In this sense, while I Want to be Joan does not go very far it will serve as an invaluable statement, by women, of their ability and determination to recognise that their position in life is wrong and that something can be done about it. It is a starting point, and a very necessary one. The intellegensia who scoffed at the apparent triteness of its content may not have been able to appreciate that; but I suggest Stephanie Beth's film will have more social value than most of the other festival offerings put together.

Simon Wilson

Kali Berek as Anna in Adoption

Kali Berek as Anna in Adoption

Adoption

One feature of Marta Meszaros' Adoption was especially impressive: its treatment of the relationship between two women. We have heard a lot about the breakthrough in Julia, where this same feature is said to be used in a more open and exploratory way than nearly all films that came before it.
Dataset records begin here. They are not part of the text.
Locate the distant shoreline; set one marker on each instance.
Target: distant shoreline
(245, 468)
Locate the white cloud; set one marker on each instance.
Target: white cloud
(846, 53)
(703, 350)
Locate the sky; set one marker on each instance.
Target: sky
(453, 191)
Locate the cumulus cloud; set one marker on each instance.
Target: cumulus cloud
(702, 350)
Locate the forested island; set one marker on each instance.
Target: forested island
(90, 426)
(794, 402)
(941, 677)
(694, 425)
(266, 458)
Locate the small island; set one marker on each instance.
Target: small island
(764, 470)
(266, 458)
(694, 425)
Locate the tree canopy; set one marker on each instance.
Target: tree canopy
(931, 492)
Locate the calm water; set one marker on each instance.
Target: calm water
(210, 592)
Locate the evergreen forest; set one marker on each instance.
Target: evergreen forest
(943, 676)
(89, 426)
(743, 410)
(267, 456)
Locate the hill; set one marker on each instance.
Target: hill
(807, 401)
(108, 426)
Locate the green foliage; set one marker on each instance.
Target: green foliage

Yet in Julia a crucial reliance is placed on the childhood memories of one of the women only. In a sense, Julia is less about a relationship than about the way the past can infiltrate and still be left standing by the present, The fact that the story involves two women is almost incidental subject matter, and has little to do with theme.

Adoption, on the other hand, analyses the problems of its female protagonists directly, facing up to them as the problems of women. The story concerns Kata, a 42 year old unmarried woman who develops a wish to have a child by her lover. He is married, wants to stay married, and certainly doesn't want such an immense complication in his life.

The couple are drifting apart, their expectations and feelings for each other assuming a radically different perspective. Then, into Kata's life comes Anna, a teenager living in a state home for unwanted children. The two are attracted to each other, and Kata conceives of the idea of "adopting" Anna as her daughter. However Anna has a boyfriend whom she wants to marry. Eventually Kata adapts her plan and proposes to adopt a baby from the orphanage.

The wishes of the two women come into conflict with their feelings for each other. Anna will not agree to Kata's proposal even though she uses Kata's home as a rendezvous with her lover, and deliberately affronts Kata with her sexuality. Nevertheless, Kata does her best for Anna and even manages to arrange the marriage. Anna, for her part, displays true friendship and support when Kata is rejected by her own lover.

The developing, living relationship between the two is beautifully and sensitively evoked, and lays the groundwork for the film's exploration of the mutually recognised and accepted desires of the two women.

Each woman perceives in the other's scheme the same fundamental characteristic: that whatever its limitations, however much it could mean later sorrow and regret, each is acting from a deep-felt impulse without the guidelines of others or the sanction of propriety. Put simply, each has made an independent choice to accept responsibility and is about to act on it.

Near the end we see Anna crying in the corner at her wedding breakfast. Does this mean a mistake has been made? Probably not. We are being reminded of the weight of responsibility, not told the protagonists shouldn't accept it. The parting shot, of Kata running along a deserted country road to catch a bus home, baby in her arms, is a gentler reminder of this same idea.